Protecting vulnerable adults
Singapore passed the Vulnerable Adults Bill, which provides protection for people over 18 unable to protect themselves from abuse or neglect, earlier this month. The law grants the authorities some pretty intrusive powers, but does it fall short in other areas, such as not covering financial abuse? AWARE had previously recommended that financial abuse be included. The Bill itself can be found here.
Press freedom and “fake news”
If you missed CAN and Function 8’s event on press freedom and “fake news” earlier this month (see an earlier issue of this newsletter for background), CAN has put up videos of the panels for you to catch up.
Youth and child sexual exploitation
Singaporean sex tourists are contributing to the problem of youth and child sexual exploitation in Batam, a 40-minute ferry ride away.

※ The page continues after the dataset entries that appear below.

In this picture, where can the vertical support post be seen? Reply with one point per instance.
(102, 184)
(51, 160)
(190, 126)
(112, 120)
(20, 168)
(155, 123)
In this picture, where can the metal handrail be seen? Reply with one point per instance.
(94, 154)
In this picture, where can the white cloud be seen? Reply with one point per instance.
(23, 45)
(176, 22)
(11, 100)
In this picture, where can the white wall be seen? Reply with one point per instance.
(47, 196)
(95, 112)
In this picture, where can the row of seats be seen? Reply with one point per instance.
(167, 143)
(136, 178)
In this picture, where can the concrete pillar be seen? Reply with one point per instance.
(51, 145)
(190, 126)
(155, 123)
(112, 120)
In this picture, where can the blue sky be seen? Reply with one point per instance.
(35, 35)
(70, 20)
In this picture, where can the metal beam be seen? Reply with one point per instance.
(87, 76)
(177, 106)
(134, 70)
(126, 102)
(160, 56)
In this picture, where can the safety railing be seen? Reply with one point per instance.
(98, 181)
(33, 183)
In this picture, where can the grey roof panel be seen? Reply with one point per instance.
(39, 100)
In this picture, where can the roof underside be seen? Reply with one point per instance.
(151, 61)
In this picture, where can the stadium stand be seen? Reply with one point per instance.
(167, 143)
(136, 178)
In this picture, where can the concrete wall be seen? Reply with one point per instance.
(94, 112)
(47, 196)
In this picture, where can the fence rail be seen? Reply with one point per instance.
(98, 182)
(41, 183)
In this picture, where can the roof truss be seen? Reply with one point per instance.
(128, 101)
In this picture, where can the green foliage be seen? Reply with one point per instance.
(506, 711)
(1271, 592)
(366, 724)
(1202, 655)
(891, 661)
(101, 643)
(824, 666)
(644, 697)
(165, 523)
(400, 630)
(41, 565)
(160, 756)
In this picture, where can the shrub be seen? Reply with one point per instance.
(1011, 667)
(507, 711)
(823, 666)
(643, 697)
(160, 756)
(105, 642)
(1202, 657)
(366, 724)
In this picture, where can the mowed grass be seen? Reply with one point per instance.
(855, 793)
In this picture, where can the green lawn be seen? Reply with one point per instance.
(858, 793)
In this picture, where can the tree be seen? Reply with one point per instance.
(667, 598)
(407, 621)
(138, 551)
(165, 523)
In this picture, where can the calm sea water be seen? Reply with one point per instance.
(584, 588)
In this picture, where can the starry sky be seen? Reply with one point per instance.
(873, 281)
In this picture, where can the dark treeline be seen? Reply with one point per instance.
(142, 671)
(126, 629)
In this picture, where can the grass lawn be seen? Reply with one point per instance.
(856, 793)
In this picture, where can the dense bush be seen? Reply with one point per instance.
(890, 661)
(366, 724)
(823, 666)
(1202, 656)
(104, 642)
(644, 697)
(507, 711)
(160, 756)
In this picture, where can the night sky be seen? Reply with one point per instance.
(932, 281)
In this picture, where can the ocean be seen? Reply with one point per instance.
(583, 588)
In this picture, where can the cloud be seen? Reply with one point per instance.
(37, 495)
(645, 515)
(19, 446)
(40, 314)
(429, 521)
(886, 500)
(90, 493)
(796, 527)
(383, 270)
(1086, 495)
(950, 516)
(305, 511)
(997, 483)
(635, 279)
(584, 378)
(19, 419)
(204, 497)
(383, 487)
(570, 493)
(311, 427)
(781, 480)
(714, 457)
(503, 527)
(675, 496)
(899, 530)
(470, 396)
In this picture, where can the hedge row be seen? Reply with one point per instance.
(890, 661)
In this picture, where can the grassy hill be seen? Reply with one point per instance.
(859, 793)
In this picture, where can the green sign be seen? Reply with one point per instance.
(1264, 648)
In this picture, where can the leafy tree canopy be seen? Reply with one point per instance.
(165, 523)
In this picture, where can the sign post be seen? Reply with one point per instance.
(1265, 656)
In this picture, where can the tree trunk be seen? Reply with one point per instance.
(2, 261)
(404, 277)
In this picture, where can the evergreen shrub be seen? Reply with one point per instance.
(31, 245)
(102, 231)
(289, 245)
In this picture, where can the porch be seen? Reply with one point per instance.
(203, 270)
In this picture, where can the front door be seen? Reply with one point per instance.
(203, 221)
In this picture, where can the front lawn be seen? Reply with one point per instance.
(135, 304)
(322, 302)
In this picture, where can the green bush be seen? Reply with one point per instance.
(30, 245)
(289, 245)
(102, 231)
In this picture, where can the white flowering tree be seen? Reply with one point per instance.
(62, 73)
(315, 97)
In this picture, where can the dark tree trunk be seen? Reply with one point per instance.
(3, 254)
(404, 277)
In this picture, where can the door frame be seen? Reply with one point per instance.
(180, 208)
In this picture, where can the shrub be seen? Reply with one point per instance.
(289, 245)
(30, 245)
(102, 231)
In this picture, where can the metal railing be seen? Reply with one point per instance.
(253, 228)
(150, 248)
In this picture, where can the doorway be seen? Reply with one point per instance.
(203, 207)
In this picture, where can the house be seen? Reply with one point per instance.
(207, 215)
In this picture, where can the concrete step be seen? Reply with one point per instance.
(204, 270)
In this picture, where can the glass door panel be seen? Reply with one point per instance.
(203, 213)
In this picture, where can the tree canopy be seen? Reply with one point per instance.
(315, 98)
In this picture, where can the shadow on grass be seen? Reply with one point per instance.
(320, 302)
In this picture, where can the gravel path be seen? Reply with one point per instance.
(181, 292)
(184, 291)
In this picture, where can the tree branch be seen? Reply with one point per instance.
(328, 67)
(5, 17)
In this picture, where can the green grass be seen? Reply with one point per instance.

And now for a visual break
“We watch Harry Potter, right? We’re not wizards!” #win
Migrant worker poets
Migrant worker poets are going to be performing their work today!
Movie-making, North Korean style
This isn’t exactly a Singapore civil society thing, but on 6 June the Singapore Film Society is screening The Great North Korean Picture Show, made by Lianain Films (my former employers!)
The book launch of Budi Kritik, an English-language anthology of essays on themes relevant to Malay society will take place on 9 June. Register here.
Also on 9 June we have the launch of the Zero Waste Challenge by EarthLife. They’ll be screening the film Waste Land (followed by a panel discussion), with proceeds going to EarthLife and Earth Fest Singapore.